Governor Kate Brown during a Monday, July 13 press conference. Screenshot from OHA Youtube stream

A plan by Governor Kate Brown to address continued demonstrations and civil unrest in the wake of the killing of a demonstrator in Portland is showing cracks less than 24 hours after it was released to the public. 

Brown claimed her plan was a “unified law enforcement plan,” but at least two of the agencies — the Washington County Sheriff’s Office and the Clackamas County Sheriff’s Office — she named in a press release on Sunday night were not made aware of their place in Brown’s plan prior to the press release, and both, as well as the Gresham Police Department, according to OPB, have said they will not participate by sending deputies to the nightly affairs held largely in downtown Portland. 

“We all must come together—elected officials, community leaders, all of us—to stop the cycle of violence,” said Brown in the press release. “But this is only the first step. Real change will come from the hard work to achieve racial justice. And it starts with all of us listening to each other, and working together.
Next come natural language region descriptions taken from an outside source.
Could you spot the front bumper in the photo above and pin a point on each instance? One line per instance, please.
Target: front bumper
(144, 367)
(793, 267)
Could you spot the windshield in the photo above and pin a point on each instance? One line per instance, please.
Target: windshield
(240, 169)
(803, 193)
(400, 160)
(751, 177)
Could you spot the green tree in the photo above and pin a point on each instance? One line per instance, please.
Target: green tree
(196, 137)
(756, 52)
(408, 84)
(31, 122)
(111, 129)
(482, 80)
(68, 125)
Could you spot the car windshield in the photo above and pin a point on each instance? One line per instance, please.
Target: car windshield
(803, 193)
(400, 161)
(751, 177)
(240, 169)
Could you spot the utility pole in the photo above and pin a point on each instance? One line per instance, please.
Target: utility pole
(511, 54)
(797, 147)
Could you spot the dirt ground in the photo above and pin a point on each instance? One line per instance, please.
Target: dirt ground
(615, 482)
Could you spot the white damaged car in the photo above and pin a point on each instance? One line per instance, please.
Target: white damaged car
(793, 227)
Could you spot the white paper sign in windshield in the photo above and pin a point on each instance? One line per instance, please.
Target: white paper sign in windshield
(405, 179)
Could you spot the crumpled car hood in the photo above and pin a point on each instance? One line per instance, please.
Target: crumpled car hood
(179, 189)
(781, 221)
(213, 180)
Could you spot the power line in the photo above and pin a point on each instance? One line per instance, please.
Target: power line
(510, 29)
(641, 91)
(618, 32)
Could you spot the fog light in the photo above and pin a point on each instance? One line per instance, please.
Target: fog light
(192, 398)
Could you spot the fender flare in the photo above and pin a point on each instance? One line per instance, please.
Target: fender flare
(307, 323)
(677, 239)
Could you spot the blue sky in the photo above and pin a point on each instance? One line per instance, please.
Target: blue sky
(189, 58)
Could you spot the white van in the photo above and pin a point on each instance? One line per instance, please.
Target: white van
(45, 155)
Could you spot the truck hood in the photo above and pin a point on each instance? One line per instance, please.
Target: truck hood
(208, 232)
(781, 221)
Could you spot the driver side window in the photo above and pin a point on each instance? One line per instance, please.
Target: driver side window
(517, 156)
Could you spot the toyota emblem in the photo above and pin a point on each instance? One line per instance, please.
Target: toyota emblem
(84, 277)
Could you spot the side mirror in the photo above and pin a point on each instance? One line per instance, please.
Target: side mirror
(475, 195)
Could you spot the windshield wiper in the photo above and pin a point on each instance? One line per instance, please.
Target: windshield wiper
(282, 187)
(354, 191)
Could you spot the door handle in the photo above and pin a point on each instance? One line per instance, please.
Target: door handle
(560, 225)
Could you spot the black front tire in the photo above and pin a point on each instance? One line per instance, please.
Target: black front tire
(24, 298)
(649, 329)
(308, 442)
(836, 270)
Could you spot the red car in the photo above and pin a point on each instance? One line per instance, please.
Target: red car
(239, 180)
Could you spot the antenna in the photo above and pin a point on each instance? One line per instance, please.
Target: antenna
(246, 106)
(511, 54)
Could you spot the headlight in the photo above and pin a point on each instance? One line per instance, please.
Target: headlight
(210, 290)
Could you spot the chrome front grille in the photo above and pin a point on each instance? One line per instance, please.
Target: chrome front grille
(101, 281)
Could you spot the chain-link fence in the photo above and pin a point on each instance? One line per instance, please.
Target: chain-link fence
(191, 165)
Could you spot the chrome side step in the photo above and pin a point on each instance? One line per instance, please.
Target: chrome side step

In the bullet points of the plan, Brown’s plan had this to say in the role that Washington and Clackamas County, as well as the Gresham Police Department, would be asked to take in Portland. 

“The Governor is asking Clackamas and Washington County Sheriff’s Offices and the City of Gresham Police Department to support the Portland Police Bureau with personnel and resources to keep the peace and protect free speech.”

The overview of the plan can be read here.

Clackamas County Sheriff Craig Roberts noted his surprise at his agency being named as part of the plan. “I was surprised to read that the Clackamas County Sheriff’s Office was part of the plan since the Governor’s Office never contacted me,” he said in a statement. 

And in an email to the Gales Creek Journal, Washington County Sheriff’s Office Communications Sergeant Danny DiPietro said that Washington County was similarly unaware of their supposed role in ending the violence associated with the demonstrations. 

“Neither the Sheriff nor our office was made aware of the statement from the governor before it was released to media yesterday,” DiPetrio said. 

In a statement, Washington County Sheriff Pat Garrett noted that his agency would not take a direct role in the Portland Police Bureau’s responsibilities. 

“As Washington County Sheriff, I commit to support PPB through indirect ways, like analyzing risks associated with social media, air support, assisting with a specific criminal investigation, etc. At this time I do not plan to send deputies to work directly in Portland.” 

Garrett said he was sympathetic to the PPB’s struggles, but cited a number of reasons he would not send Washington County Deputies to Portland.

“The lack of political support for public safety, the uncertain legal landscape, the current volatility combined with intense scrutiny on use of force presents an unacceptable risk if deputies were deployed directly,” Garrett said. 

He also noted his support for a different plan released jointly by the Oregon State Sheriff’s Association and the Oregon Association of Chiefs of Police.

This article has been updated to note that Gresham Police Department have also said they will not send deputies to Portland.